Today’s review is of “A Confederacy of Dunces” by John Kennedy Toole. Quick background – the book was written in the 1960s. Toole couldn’t get it published and committed suicide in 1969. His mom finally got it published and it won the Pulitzer Prize for fiction in 1981.
“Confederacy of Dunces” has to be the most original novel I’ve ever read. I can see why it was so hard to publish. It is set in New Orleans in the early 1960s. The main character is pathetic and despicable. He’s an extremely intelligent, well educated, obese, flatulant loser who just might be seriously deranged. His working class parents spent almost all their savings on his college education only to have him move back into the house and refuse to get a job. Ignatius J Reilly is 30 years old when the novel opens, unemployed, and living with his momma.
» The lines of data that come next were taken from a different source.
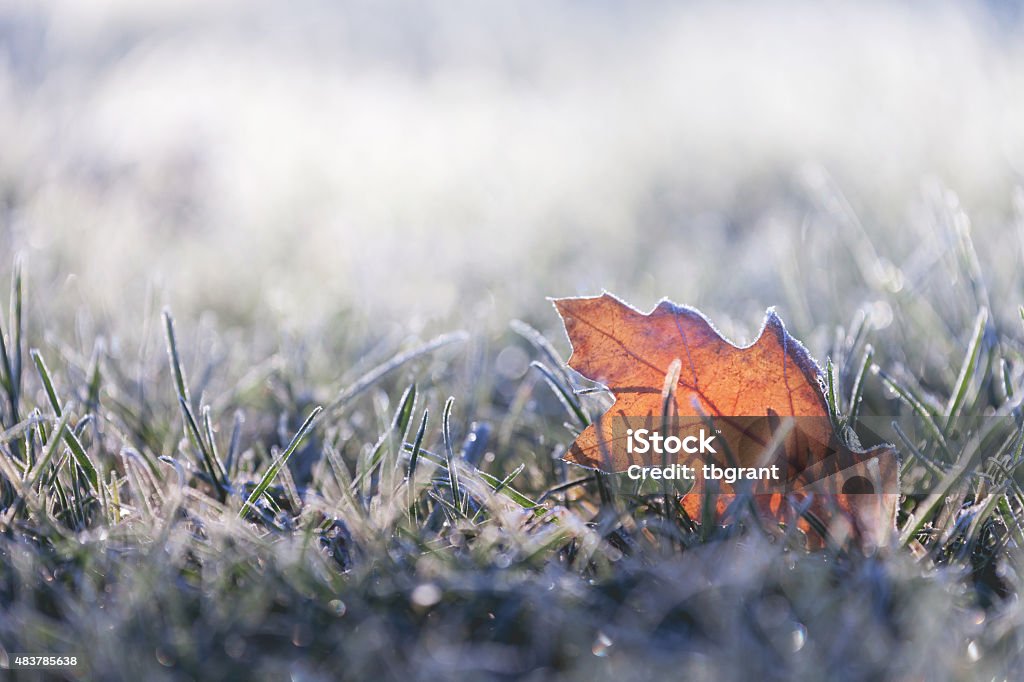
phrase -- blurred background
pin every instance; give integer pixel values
(418, 164)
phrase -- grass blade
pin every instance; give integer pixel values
(274, 468)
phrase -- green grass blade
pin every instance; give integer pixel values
(274, 467)
(967, 370)
(450, 454)
(44, 375)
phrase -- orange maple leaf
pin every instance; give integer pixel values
(674, 357)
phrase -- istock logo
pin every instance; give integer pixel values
(641, 441)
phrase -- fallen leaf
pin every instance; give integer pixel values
(747, 394)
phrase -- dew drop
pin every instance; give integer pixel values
(799, 637)
(426, 595)
(338, 606)
(601, 645)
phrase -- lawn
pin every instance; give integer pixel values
(283, 394)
Once momma forces him to get a job, he proceeds to annihilate her hopes, dreams, dignity, reputation, finances, and life in general. It’s a hilarious book, but if your sense of humor doesn’t tend toward the dark, you might not like it. I can see how the book might make parents of high school and college age kids very nervous. Ignatius has to be the most selfish protagonist in modern literature. He seems incapable of empathy or maybe he simply doesn’t care. Intellectually, he believes the European Middle Ages were the pinnacle of human culture and he acts accordingly. He is a nightmare of an employee, nearly bankrupting the two employers stupid enough to give him a job. In his first job he tries to lead the factory workers in a revolt against management even though management is benignly clueless and broke. His second job is as a mobile hot dog vendor. He proceeds to eat all his inventory day after day after day.
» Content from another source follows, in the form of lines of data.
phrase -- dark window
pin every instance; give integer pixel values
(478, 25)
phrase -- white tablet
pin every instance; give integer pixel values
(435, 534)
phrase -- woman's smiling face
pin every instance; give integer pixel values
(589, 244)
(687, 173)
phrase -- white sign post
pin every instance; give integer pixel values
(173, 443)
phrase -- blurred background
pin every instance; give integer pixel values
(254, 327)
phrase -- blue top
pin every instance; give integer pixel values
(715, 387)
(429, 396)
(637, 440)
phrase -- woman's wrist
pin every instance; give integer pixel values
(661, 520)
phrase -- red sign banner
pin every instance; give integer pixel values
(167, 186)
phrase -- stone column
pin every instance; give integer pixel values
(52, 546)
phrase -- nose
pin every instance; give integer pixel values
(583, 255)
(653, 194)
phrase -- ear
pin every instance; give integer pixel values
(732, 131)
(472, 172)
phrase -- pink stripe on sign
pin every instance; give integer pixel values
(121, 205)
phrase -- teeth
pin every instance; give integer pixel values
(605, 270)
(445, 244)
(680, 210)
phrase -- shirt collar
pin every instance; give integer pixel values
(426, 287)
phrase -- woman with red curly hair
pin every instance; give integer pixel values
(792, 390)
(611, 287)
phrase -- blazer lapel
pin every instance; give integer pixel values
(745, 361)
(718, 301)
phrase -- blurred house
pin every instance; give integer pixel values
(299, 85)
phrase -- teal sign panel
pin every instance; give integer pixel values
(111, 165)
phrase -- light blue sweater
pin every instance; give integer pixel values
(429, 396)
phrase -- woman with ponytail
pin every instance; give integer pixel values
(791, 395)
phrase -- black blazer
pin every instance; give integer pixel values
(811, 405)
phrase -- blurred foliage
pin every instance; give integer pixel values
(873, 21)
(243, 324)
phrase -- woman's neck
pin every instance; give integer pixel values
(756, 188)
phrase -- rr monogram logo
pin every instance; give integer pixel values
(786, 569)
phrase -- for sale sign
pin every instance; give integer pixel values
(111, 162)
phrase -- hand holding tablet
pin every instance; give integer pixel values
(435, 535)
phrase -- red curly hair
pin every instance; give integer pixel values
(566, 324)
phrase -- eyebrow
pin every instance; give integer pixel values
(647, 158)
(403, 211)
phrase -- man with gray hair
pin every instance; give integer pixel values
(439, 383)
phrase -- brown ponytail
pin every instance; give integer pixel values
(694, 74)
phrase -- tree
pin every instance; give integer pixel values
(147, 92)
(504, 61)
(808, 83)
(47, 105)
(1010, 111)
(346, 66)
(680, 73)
There are several other characters in the book and some storylines don’t involve Ignatius except indirectly, but I didn’t find one likeable character in the entire novel. There is a policeman who seems kind, but he is so stupid it’s impossible to feel sorry for him even though his supervisor dresses him up as a clown and makes him sit in a stall in the bus station restroom every single day for a month. He’s supposed to be looking for suspicious characters to arrest, but that’s hard to do when you can’t leave the stall. It’s one of those books you have to read in small chunks or you will begin to hate the characters and refuse to finish it.
Overall, I found the book to be highly original, funny and enjoyable. The novel ends with Ignatius dodging the mental health officials his mother has summoned to commit him and escaping towards New York. He cowers in the back seat of a car while his platonic sex-crazed girlfriend begins driving them to New York. There could have been a sequel cause that trip to New York has catastrophe written all over it. No way they ever made it.